Extension presents Award of Excellence to faculty, staff
Three University of Nevada Cooperative Extension faculty and staff members, and a collaborating researcher from another college, have each received Extension’s Award of Excellence.
The Extension award winners included Mary Wilson, a nutrition specialist in UNCE’s Southern Area office in Las Vegas; Leo Audet, a budget analyst in the Statewide Administrative Office; and Deb Cobb, the 4-H Program Coordinator in Northern Nye and Esmeralda counties.
Dr. Mae Gustin, a mercury chemist with the University of Nevada College of Agriculture, Biotechnology and Natural Resources, received the Award of Excellence for her work with two UNCE faculty members on a project to educate the public on mercury in Nevada fish and reservoirs.
“We have great faculty and great staff,” said Cooperative Extension Dean and Director Karen Hinton, “Everyone works hard. But these individuals really stand out for their efforts in the past year.”
Wilson was recognized for her work as a grant liaison for the USDA Supplemental Nutrition Assistance Program Education (SNAP-ED). In addition to submitting her own grant, Wilson helped other faculty and staff submit 11 SNAP-awarded grants, allowing UNCE to expand and continue 12 programs that help recipients of SNAP funding make better food selection choices.

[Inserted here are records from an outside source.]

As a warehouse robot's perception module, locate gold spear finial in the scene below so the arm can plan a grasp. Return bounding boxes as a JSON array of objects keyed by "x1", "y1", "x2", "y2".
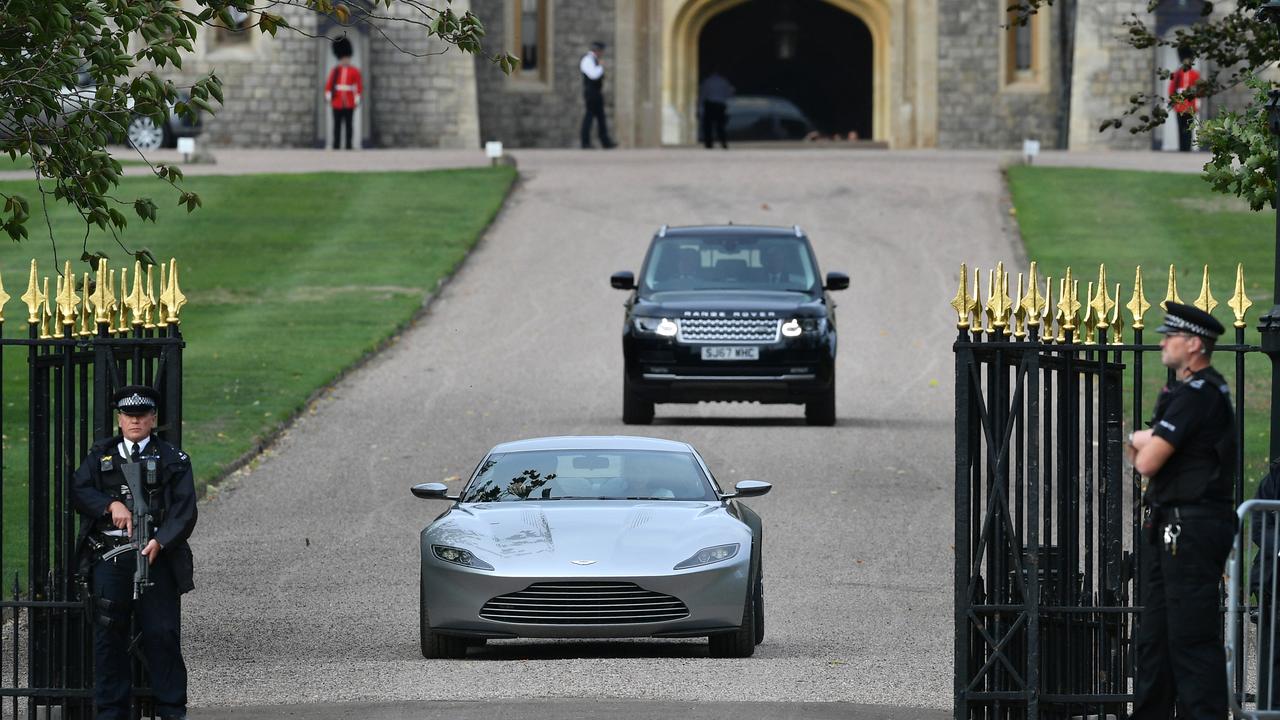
[
  {"x1": 1076, "y1": 281, "x2": 1098, "y2": 345},
  {"x1": 156, "y1": 263, "x2": 169, "y2": 328},
  {"x1": 952, "y1": 263, "x2": 969, "y2": 331},
  {"x1": 1228, "y1": 263, "x2": 1253, "y2": 328},
  {"x1": 40, "y1": 277, "x2": 54, "y2": 340},
  {"x1": 1125, "y1": 265, "x2": 1151, "y2": 331},
  {"x1": 1194, "y1": 260, "x2": 1217, "y2": 313},
  {"x1": 987, "y1": 260, "x2": 1011, "y2": 333},
  {"x1": 1108, "y1": 283, "x2": 1124, "y2": 345},
  {"x1": 90, "y1": 258, "x2": 111, "y2": 324},
  {"x1": 161, "y1": 258, "x2": 187, "y2": 324},
  {"x1": 1014, "y1": 273, "x2": 1027, "y2": 340},
  {"x1": 0, "y1": 263, "x2": 9, "y2": 323},
  {"x1": 1160, "y1": 265, "x2": 1183, "y2": 310},
  {"x1": 79, "y1": 273, "x2": 93, "y2": 337},
  {"x1": 115, "y1": 268, "x2": 129, "y2": 333},
  {"x1": 58, "y1": 260, "x2": 79, "y2": 325},
  {"x1": 1018, "y1": 260, "x2": 1044, "y2": 328},
  {"x1": 22, "y1": 259, "x2": 45, "y2": 325},
  {"x1": 1039, "y1": 275, "x2": 1056, "y2": 343},
  {"x1": 1089, "y1": 265, "x2": 1116, "y2": 331},
  {"x1": 120, "y1": 260, "x2": 147, "y2": 325}
]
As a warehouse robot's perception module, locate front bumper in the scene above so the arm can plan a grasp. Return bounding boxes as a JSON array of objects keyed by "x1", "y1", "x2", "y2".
[
  {"x1": 422, "y1": 550, "x2": 751, "y2": 638},
  {"x1": 622, "y1": 333, "x2": 836, "y2": 404}
]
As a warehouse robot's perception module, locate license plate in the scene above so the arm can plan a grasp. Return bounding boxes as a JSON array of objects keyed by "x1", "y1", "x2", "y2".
[{"x1": 703, "y1": 345, "x2": 760, "y2": 360}]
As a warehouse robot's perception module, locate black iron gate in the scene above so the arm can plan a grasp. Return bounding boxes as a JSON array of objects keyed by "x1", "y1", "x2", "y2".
[
  {"x1": 0, "y1": 260, "x2": 186, "y2": 717},
  {"x1": 952, "y1": 263, "x2": 1258, "y2": 720}
]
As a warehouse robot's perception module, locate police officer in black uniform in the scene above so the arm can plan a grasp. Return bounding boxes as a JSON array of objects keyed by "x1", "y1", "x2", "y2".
[
  {"x1": 72, "y1": 386, "x2": 196, "y2": 720},
  {"x1": 1125, "y1": 302, "x2": 1235, "y2": 720}
]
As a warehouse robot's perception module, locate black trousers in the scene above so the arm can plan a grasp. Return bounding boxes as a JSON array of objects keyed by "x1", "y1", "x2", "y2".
[
  {"x1": 1178, "y1": 114, "x2": 1192, "y2": 152},
  {"x1": 703, "y1": 101, "x2": 728, "y2": 147},
  {"x1": 93, "y1": 551, "x2": 187, "y2": 720},
  {"x1": 582, "y1": 92, "x2": 613, "y2": 147},
  {"x1": 1133, "y1": 516, "x2": 1235, "y2": 720},
  {"x1": 333, "y1": 108, "x2": 356, "y2": 150}
]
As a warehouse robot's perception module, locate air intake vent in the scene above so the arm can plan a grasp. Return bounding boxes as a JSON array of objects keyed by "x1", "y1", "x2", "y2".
[
  {"x1": 480, "y1": 582, "x2": 689, "y2": 625},
  {"x1": 680, "y1": 318, "x2": 781, "y2": 345}
]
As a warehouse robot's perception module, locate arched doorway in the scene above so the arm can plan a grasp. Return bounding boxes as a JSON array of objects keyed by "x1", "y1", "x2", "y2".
[{"x1": 698, "y1": 0, "x2": 876, "y2": 138}]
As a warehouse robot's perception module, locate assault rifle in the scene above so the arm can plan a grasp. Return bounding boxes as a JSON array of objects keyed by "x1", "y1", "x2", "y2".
[{"x1": 102, "y1": 457, "x2": 156, "y2": 600}]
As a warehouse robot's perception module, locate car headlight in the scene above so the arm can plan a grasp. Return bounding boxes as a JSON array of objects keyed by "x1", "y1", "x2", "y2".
[
  {"x1": 431, "y1": 544, "x2": 493, "y2": 570},
  {"x1": 635, "y1": 318, "x2": 680, "y2": 337},
  {"x1": 672, "y1": 542, "x2": 737, "y2": 570},
  {"x1": 782, "y1": 318, "x2": 827, "y2": 337}
]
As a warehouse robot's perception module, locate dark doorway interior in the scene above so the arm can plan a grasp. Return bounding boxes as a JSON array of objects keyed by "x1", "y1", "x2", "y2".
[{"x1": 698, "y1": 0, "x2": 873, "y2": 140}]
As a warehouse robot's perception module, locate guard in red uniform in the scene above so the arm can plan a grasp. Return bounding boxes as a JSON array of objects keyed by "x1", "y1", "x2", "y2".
[
  {"x1": 324, "y1": 37, "x2": 365, "y2": 150},
  {"x1": 1169, "y1": 47, "x2": 1199, "y2": 152}
]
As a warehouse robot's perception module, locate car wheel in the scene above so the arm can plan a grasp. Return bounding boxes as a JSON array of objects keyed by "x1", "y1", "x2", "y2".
[
  {"x1": 419, "y1": 571, "x2": 467, "y2": 660},
  {"x1": 707, "y1": 571, "x2": 756, "y2": 657},
  {"x1": 622, "y1": 375, "x2": 653, "y2": 425},
  {"x1": 804, "y1": 377, "x2": 836, "y2": 425},
  {"x1": 125, "y1": 115, "x2": 165, "y2": 150}
]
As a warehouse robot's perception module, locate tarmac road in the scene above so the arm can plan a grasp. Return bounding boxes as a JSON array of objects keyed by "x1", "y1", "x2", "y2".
[{"x1": 184, "y1": 150, "x2": 1019, "y2": 720}]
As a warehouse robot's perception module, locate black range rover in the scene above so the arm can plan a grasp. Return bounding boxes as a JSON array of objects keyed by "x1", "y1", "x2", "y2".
[{"x1": 611, "y1": 225, "x2": 849, "y2": 425}]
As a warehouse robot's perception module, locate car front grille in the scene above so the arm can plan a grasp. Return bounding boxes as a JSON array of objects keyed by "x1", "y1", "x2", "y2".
[
  {"x1": 480, "y1": 580, "x2": 689, "y2": 625},
  {"x1": 678, "y1": 318, "x2": 781, "y2": 343}
]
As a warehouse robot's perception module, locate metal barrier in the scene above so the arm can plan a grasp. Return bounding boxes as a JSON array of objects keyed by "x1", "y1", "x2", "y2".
[
  {"x1": 0, "y1": 260, "x2": 186, "y2": 720},
  {"x1": 1226, "y1": 500, "x2": 1280, "y2": 720}
]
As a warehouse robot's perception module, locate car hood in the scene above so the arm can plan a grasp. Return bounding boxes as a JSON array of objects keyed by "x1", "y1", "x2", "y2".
[
  {"x1": 635, "y1": 290, "x2": 824, "y2": 318},
  {"x1": 422, "y1": 500, "x2": 750, "y2": 575}
]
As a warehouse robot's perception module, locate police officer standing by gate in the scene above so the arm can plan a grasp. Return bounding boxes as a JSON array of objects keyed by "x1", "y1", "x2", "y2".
[
  {"x1": 1125, "y1": 302, "x2": 1235, "y2": 720},
  {"x1": 72, "y1": 386, "x2": 196, "y2": 720}
]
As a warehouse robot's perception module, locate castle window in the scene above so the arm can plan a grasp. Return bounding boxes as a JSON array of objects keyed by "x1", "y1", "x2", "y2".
[
  {"x1": 515, "y1": 0, "x2": 547, "y2": 79},
  {"x1": 997, "y1": 0, "x2": 1051, "y2": 91}
]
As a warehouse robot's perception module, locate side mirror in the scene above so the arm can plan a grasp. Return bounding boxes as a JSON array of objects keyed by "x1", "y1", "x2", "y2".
[
  {"x1": 609, "y1": 270, "x2": 636, "y2": 290},
  {"x1": 410, "y1": 483, "x2": 457, "y2": 500},
  {"x1": 721, "y1": 480, "x2": 773, "y2": 500}
]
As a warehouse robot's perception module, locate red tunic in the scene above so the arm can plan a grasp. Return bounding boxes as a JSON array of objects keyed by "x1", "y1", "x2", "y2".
[
  {"x1": 1169, "y1": 68, "x2": 1199, "y2": 115},
  {"x1": 324, "y1": 65, "x2": 365, "y2": 110}
]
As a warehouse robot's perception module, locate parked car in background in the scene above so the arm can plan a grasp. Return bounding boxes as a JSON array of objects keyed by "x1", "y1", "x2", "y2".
[
  {"x1": 609, "y1": 225, "x2": 849, "y2": 425},
  {"x1": 726, "y1": 95, "x2": 814, "y2": 141}
]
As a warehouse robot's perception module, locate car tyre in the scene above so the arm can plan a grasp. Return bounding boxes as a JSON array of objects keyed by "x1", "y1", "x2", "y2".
[
  {"x1": 125, "y1": 115, "x2": 169, "y2": 150},
  {"x1": 707, "y1": 571, "x2": 756, "y2": 657},
  {"x1": 419, "y1": 571, "x2": 467, "y2": 660},
  {"x1": 622, "y1": 375, "x2": 653, "y2": 425},
  {"x1": 804, "y1": 377, "x2": 836, "y2": 425}
]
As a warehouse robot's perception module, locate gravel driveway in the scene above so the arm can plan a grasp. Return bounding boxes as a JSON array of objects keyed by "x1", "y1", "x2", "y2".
[{"x1": 184, "y1": 149, "x2": 1018, "y2": 708}]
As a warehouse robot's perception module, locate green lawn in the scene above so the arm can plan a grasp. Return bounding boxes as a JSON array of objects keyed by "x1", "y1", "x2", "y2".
[
  {"x1": 0, "y1": 167, "x2": 515, "y2": 582},
  {"x1": 1009, "y1": 167, "x2": 1275, "y2": 497}
]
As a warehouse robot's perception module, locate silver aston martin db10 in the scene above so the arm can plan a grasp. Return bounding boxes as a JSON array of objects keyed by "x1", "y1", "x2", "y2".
[{"x1": 413, "y1": 437, "x2": 772, "y2": 657}]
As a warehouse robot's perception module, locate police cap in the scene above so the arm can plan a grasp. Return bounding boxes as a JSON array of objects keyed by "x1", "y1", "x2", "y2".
[
  {"x1": 111, "y1": 386, "x2": 160, "y2": 415},
  {"x1": 1156, "y1": 301, "x2": 1226, "y2": 341}
]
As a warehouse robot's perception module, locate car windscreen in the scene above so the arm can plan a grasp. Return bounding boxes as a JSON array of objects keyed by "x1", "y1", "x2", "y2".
[
  {"x1": 640, "y1": 236, "x2": 820, "y2": 293},
  {"x1": 462, "y1": 450, "x2": 717, "y2": 502}
]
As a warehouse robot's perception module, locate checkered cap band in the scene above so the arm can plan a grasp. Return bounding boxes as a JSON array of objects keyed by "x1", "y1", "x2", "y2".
[
  {"x1": 115, "y1": 393, "x2": 156, "y2": 410},
  {"x1": 1160, "y1": 315, "x2": 1217, "y2": 338}
]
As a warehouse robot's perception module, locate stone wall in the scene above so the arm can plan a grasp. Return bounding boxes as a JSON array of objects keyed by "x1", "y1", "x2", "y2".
[
  {"x1": 938, "y1": 0, "x2": 1061, "y2": 147},
  {"x1": 1070, "y1": 0, "x2": 1156, "y2": 150},
  {"x1": 472, "y1": 0, "x2": 617, "y2": 147}
]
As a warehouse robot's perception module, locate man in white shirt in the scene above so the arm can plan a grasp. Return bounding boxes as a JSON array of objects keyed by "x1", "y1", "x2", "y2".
[{"x1": 577, "y1": 42, "x2": 616, "y2": 150}]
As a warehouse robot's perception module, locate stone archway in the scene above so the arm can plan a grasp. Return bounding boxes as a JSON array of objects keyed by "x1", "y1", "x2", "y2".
[{"x1": 662, "y1": 0, "x2": 896, "y2": 145}]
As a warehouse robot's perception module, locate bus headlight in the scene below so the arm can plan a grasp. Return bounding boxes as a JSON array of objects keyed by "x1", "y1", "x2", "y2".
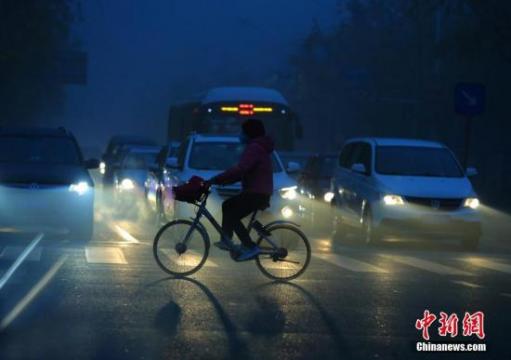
[
  {"x1": 119, "y1": 179, "x2": 135, "y2": 191},
  {"x1": 323, "y1": 191, "x2": 334, "y2": 203},
  {"x1": 383, "y1": 195, "x2": 405, "y2": 206},
  {"x1": 69, "y1": 181, "x2": 89, "y2": 195},
  {"x1": 463, "y1": 198, "x2": 481, "y2": 210},
  {"x1": 279, "y1": 186, "x2": 298, "y2": 200}
]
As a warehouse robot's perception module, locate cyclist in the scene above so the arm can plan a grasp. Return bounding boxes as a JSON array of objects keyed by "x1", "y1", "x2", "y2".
[{"x1": 207, "y1": 119, "x2": 274, "y2": 260}]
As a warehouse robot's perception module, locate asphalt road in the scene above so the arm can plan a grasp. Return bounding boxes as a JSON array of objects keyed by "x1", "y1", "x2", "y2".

Cobb, meanwhile, was recognized for her high ethical standards and for being an excellent role model for 4-H youth. "At local, state and national 4-H competitions this year, youth Deb works with have demonstrated that they value the same high ethical standards they see in her," Hinton said.
Audet was nominated for his work with Cooperative Extension over 15 years. Audet prepares and monitors budgets, provides fiscal guidance to UNCE administration and oversees the effort reporting on grant accounts. “Leo is immediately responsive to requests for information or help," said one co-worker. "He never loses his cool, always staying calm under pressure with a sense of humor.”
Gustin worked for two years on the mercury project with Cooperative Extension nutrition specialist Kerry Seymour and water quality specialist Susan Donaldson.
The project to investigate mercury in Nevada reservoirs and its impact on Nevada anglers led to the publication last year of two fact sheets aimed at health professionals and pregnant women at greatest risk from mercury. The team also presented a workshop in June 2009 to provide water managers and nutrition professionals with the information they need to help consumers make good decisions about eating fish.
"She remained fully invested in the Cooperative Extension component of our project," Donaldson said. "While she is extremely busy, there was never a question that the community education elements of the project were as important as the research elements."
"Mae Gustin is someone who gets things done, lives up to her commitments, does high-quality, cutting-edge work, supports her colleagues, cares about her work and commits to excellence," said Cooperative Extension Dean and Director Karen Hinton in presenting the award. "I can think of no one more deserving of this award."